En levant un demi-milliard de dollars (408 millions d’euros), le spécialiste français de l’analyse du fonctionnement des sites web et applications Contentsquare a atteint mercredi un nouveau palier dans l’histoire de la Tech française, un an après être rentré dans le club fermé des licornes tricolores. Le précédent record pour une start-up non cotée était détenu par le spécialiste français des jeux vidéo Voodoo (400 millions d’euros l’an dernier), suivi du spécialiste des téléphones reconditionnés Back Market (276 millions d’euros levés mi-mai).

« Le phénomène le plus marquant ces 18 derniers mois c’est l’émergence de levées de fonds d’entreprises ayant déjà atteint une taille significative », qui auparavant auraient été revendues, notamment à des sociétés américaines mais qui peuvent aujourd’hui se développer en France analyse Matthieu Lattes, associé du fonds new-yorkais White Star Capital. « On a réussi à créer un écosystème de confiance: des entrepreneurs agiles, ambitieux et talentueux et un écosystème législatif, social et fiscal suffisamment attractif pour les investisseurs. C’est le travail du début de la mandature Macron qui paye », estime l’investisseur.

«Un début de rattrapage» de la Tech française

La French Tech, un label de mobilisation et de promotion des écosystèmes numériques français, avait été lancée dès 2013 par la ministre déléguée à l’Economie numérique, Fleur Pellerin, sous la présidence de François Hollande. Depuis, les start-up ont grandi et les récentes levées de fonds attestent de l’accélération de la French Tech: sur les dix plus gros tours de table du secteur en France, huit ont eu lieu depuis début 2020.

« La France s’en tire bien au sein de l’Europe », notamment grâce aux éditeurs de logiciels, mais le Royaume-Uni ou l’Allemagne continuent de faire la course en tête selon Guillaume Bonneton, associé en France de la banque d’affaires basée à Londres GP Bullhound. Si les entreprises de la Tech britannique « sont parties plus tôt et sont un cran au dessus », il y a « un début de rattrapage » de la Tech française, notamment sur l’Allemagne, selon lui. Mais pour peser en Europe et dans le monde, les licornes tricolores, un peu plus d’une dizaine aujourd’hui, ont encore du chemin à parcourir. Elles ne représentent que 5% environ des licornes en Europe alors que l’Hexagone « devrait être à 15-20% », si l’on se base sur la richesse produite par le pays, estime M. Bonneton.

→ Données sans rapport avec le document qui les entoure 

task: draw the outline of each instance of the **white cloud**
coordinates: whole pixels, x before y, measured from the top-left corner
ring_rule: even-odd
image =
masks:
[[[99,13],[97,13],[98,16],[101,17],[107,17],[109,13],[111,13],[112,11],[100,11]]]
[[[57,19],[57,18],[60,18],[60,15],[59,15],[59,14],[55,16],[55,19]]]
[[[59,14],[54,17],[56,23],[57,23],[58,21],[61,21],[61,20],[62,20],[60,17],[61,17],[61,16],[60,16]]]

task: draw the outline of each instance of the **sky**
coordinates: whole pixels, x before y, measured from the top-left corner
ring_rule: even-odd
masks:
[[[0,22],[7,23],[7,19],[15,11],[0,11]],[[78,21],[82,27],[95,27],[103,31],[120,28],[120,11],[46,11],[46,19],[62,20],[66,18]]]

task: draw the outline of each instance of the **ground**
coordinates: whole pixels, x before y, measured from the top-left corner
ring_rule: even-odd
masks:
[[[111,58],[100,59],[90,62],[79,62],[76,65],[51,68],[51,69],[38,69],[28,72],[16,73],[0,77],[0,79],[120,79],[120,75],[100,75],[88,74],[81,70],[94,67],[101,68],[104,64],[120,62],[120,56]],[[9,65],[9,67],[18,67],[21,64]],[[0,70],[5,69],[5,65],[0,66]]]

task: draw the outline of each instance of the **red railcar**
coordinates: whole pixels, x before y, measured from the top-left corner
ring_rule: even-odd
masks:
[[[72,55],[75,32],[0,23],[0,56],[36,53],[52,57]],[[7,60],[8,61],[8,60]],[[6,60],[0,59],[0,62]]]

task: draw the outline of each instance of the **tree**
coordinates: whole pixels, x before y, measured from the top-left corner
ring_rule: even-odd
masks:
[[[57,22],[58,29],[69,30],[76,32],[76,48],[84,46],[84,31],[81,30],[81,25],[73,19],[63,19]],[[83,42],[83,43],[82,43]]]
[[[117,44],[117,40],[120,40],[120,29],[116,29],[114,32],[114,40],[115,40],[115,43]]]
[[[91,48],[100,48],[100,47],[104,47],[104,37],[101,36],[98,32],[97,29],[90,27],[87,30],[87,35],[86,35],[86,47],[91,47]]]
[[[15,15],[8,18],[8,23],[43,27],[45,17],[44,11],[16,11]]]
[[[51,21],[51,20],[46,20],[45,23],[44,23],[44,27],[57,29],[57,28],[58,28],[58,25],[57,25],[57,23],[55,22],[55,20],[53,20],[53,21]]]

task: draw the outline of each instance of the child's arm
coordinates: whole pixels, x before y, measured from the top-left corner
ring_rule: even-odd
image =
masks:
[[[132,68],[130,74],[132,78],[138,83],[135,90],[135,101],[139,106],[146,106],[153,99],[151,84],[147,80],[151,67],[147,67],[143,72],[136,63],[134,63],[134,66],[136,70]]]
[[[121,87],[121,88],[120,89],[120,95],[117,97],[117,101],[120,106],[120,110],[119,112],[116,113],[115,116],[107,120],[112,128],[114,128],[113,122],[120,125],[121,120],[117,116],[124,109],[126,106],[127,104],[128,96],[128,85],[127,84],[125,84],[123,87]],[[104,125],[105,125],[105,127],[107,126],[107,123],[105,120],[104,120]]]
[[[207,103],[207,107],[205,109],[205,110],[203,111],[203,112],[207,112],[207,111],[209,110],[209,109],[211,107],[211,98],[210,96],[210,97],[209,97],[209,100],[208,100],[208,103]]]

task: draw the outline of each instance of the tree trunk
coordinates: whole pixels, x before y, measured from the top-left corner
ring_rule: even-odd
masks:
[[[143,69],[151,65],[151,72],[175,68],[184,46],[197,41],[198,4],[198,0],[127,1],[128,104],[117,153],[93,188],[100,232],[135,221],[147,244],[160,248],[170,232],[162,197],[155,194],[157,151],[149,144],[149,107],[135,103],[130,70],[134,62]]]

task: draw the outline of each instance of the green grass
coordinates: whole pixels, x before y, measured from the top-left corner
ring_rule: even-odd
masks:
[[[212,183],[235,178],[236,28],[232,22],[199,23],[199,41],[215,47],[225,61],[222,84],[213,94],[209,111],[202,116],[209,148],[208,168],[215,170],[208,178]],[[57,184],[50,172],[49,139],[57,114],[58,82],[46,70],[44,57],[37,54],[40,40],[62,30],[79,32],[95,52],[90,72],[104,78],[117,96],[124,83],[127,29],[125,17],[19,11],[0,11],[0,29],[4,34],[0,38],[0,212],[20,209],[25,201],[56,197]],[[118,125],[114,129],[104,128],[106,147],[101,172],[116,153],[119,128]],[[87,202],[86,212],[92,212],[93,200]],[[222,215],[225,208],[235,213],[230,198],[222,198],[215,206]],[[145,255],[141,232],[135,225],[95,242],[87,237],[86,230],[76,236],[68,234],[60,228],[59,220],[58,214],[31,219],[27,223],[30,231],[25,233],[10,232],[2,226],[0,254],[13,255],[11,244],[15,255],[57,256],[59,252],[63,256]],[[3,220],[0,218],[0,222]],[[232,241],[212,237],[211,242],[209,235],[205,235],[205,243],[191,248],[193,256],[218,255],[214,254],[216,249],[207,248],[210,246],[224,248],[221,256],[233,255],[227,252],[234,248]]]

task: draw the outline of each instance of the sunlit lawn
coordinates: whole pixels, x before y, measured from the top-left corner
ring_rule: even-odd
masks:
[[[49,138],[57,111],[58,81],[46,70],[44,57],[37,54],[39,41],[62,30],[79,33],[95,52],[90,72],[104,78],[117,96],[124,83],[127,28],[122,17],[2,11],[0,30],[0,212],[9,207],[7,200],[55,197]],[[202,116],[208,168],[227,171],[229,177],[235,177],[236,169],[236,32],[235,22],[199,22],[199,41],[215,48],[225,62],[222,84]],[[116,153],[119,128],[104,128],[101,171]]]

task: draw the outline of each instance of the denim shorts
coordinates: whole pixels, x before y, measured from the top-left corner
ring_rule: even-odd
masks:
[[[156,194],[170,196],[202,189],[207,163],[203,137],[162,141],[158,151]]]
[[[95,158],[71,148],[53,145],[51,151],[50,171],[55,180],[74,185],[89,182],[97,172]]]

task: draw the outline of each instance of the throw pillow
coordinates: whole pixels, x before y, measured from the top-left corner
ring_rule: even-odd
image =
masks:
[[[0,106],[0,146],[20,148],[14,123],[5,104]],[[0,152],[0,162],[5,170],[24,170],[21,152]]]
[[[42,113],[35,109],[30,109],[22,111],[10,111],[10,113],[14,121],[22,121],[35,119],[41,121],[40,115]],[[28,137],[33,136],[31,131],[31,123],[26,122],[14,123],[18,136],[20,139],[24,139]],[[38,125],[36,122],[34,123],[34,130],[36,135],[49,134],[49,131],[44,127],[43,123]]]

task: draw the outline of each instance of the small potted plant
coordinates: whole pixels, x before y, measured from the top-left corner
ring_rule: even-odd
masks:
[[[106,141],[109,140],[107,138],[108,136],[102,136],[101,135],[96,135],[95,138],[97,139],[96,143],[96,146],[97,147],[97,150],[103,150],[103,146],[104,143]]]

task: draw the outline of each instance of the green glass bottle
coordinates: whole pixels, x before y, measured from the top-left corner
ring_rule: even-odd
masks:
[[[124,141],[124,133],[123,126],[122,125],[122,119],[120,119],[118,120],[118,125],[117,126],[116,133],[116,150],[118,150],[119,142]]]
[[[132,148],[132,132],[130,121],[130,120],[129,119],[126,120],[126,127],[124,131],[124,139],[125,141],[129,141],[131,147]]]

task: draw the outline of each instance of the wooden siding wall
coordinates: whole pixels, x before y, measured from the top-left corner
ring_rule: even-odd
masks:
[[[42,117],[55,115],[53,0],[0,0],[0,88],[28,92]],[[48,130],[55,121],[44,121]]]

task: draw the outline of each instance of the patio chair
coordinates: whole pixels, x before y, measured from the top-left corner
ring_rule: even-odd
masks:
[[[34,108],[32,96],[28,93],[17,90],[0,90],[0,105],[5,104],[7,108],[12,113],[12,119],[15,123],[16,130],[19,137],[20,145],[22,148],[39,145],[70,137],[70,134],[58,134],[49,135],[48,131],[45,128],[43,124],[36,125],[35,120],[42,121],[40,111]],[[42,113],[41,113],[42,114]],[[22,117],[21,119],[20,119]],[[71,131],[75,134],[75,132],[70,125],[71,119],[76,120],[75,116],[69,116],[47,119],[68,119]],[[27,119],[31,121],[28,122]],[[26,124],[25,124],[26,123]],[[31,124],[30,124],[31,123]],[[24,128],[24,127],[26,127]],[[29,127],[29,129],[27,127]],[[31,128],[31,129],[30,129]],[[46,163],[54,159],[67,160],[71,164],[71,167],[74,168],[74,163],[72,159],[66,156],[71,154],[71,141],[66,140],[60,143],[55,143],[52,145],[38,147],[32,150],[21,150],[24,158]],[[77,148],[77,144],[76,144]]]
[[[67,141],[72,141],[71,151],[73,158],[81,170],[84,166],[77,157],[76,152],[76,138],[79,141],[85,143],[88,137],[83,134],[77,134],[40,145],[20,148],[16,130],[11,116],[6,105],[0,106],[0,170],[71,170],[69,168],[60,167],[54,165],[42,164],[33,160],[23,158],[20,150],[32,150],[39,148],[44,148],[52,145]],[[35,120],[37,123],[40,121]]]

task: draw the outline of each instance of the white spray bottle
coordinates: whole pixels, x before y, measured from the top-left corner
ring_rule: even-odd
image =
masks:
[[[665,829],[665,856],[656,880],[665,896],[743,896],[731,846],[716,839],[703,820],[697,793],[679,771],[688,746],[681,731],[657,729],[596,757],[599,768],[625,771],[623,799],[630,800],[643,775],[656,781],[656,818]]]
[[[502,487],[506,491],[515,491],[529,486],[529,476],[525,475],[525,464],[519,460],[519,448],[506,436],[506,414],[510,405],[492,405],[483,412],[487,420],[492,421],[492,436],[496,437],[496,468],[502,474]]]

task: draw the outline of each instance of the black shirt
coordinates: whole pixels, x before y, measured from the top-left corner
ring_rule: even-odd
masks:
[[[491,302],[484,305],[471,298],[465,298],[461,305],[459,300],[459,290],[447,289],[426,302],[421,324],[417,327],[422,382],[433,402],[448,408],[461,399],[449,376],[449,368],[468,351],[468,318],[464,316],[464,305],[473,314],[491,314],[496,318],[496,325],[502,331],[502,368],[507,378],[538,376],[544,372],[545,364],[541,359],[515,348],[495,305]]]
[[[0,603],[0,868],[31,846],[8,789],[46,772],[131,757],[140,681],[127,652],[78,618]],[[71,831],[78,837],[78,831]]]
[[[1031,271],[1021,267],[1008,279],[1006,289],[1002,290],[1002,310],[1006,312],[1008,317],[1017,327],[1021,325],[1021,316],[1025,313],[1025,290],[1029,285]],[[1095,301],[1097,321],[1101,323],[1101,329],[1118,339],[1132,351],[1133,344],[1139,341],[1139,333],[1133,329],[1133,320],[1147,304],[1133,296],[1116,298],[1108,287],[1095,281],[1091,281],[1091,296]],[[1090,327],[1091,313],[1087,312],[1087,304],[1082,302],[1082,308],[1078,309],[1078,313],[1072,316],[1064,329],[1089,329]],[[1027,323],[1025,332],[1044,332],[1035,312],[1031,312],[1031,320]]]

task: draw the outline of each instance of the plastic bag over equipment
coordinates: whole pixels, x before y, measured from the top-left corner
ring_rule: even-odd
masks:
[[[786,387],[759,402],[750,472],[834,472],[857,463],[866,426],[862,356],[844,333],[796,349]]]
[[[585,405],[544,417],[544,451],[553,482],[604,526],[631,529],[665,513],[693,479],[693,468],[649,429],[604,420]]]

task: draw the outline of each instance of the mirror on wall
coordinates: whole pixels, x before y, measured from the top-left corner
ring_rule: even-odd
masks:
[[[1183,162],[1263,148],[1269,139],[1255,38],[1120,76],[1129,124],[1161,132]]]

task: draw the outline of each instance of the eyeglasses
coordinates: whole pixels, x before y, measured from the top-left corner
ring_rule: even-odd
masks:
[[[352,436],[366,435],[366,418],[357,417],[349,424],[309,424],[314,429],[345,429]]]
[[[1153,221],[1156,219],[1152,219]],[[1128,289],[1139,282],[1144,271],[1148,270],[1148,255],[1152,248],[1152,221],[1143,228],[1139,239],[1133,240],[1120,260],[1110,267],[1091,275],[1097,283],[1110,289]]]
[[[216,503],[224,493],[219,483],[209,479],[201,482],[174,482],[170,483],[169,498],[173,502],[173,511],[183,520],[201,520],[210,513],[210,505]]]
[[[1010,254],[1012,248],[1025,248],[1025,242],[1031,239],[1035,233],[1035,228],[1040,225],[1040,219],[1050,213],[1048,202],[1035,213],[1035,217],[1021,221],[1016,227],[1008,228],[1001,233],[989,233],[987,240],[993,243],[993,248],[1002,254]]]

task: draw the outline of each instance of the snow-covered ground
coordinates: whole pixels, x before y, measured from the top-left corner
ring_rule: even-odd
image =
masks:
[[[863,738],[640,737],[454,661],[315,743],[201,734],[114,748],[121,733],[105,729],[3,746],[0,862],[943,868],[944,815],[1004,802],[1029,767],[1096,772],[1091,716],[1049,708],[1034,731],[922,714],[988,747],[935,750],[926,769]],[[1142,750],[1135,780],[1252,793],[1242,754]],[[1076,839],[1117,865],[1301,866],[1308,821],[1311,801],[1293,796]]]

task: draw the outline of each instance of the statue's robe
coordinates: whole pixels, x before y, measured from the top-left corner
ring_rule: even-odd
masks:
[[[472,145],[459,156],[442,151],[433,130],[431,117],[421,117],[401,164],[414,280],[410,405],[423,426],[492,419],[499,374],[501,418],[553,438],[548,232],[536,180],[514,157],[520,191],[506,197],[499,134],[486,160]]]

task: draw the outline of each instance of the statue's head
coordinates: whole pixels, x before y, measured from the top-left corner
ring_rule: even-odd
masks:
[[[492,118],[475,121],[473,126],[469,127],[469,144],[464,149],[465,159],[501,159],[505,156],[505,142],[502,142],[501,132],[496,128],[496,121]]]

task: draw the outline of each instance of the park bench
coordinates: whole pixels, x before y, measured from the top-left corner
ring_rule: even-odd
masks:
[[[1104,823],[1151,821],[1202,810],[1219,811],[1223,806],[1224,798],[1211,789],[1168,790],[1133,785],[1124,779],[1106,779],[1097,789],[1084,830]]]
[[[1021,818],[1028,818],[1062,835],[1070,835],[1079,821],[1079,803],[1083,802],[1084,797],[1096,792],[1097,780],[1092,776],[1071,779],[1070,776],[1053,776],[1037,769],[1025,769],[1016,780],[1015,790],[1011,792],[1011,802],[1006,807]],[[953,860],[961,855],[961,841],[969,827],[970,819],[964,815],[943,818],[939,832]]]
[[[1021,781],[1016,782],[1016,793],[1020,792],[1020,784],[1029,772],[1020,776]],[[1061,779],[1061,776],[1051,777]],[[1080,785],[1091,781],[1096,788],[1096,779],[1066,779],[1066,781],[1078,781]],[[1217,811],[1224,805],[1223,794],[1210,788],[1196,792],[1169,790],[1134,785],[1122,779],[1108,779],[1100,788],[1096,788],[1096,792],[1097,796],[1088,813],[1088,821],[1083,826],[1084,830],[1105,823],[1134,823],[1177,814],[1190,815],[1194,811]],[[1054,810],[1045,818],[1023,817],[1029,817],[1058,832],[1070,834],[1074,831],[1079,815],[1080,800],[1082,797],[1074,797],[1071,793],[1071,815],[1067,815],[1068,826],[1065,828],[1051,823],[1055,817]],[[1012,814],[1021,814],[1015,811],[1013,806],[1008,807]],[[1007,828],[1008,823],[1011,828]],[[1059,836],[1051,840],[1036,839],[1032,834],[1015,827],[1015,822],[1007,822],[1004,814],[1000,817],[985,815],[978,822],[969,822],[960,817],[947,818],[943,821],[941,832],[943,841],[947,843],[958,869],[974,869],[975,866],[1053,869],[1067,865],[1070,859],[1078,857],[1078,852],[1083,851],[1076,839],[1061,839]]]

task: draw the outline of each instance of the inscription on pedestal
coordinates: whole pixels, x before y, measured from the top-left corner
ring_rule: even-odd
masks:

«Le marché européen gagne en maturité»

Et la France est encore loin des champions européens, parmi lesquels le suédois Spotify ou le néerlandais Adyen, dont les valorisations s’élèvent à plusieurs dizaines de milliards de dollars. A l’échelle mondiale, le secteur de la Tech reste dominé par les États-Unis et l’Asie et aucune entreprise européenne ne figure dans le top 10 mondial. Mais « le marché européen gagne en maturité » et « intéresse beaucoup les fonds américains et asiatiques », selon Matthieu Lattes de White Star Capital, pour qui l’Europe a des raisons d’y croire. « Il y a cinq ans, l’univers des licornes était essentiellement concentré dans la Silicon Valley et un peu en Chine. Aujourd’hui, il y a près de 200 licornes en Europe », fait-il valoir.

La France a sa carte à jouer. Longtemps perçue comme un marché de sociétés tech essentiellement destinées aux professionnels, elle a vu ces dernières années l’émergence de start-up tournées vers le grand public, au premier rang desquelles Voodoo, Back Market ou encore Blablacar. Reste encore, selon M. Lattes, à mettre en place « un marché européen des introductions en Bourse » de ces startup, qui se tournent aujourd’hui surtout vers les places américaines.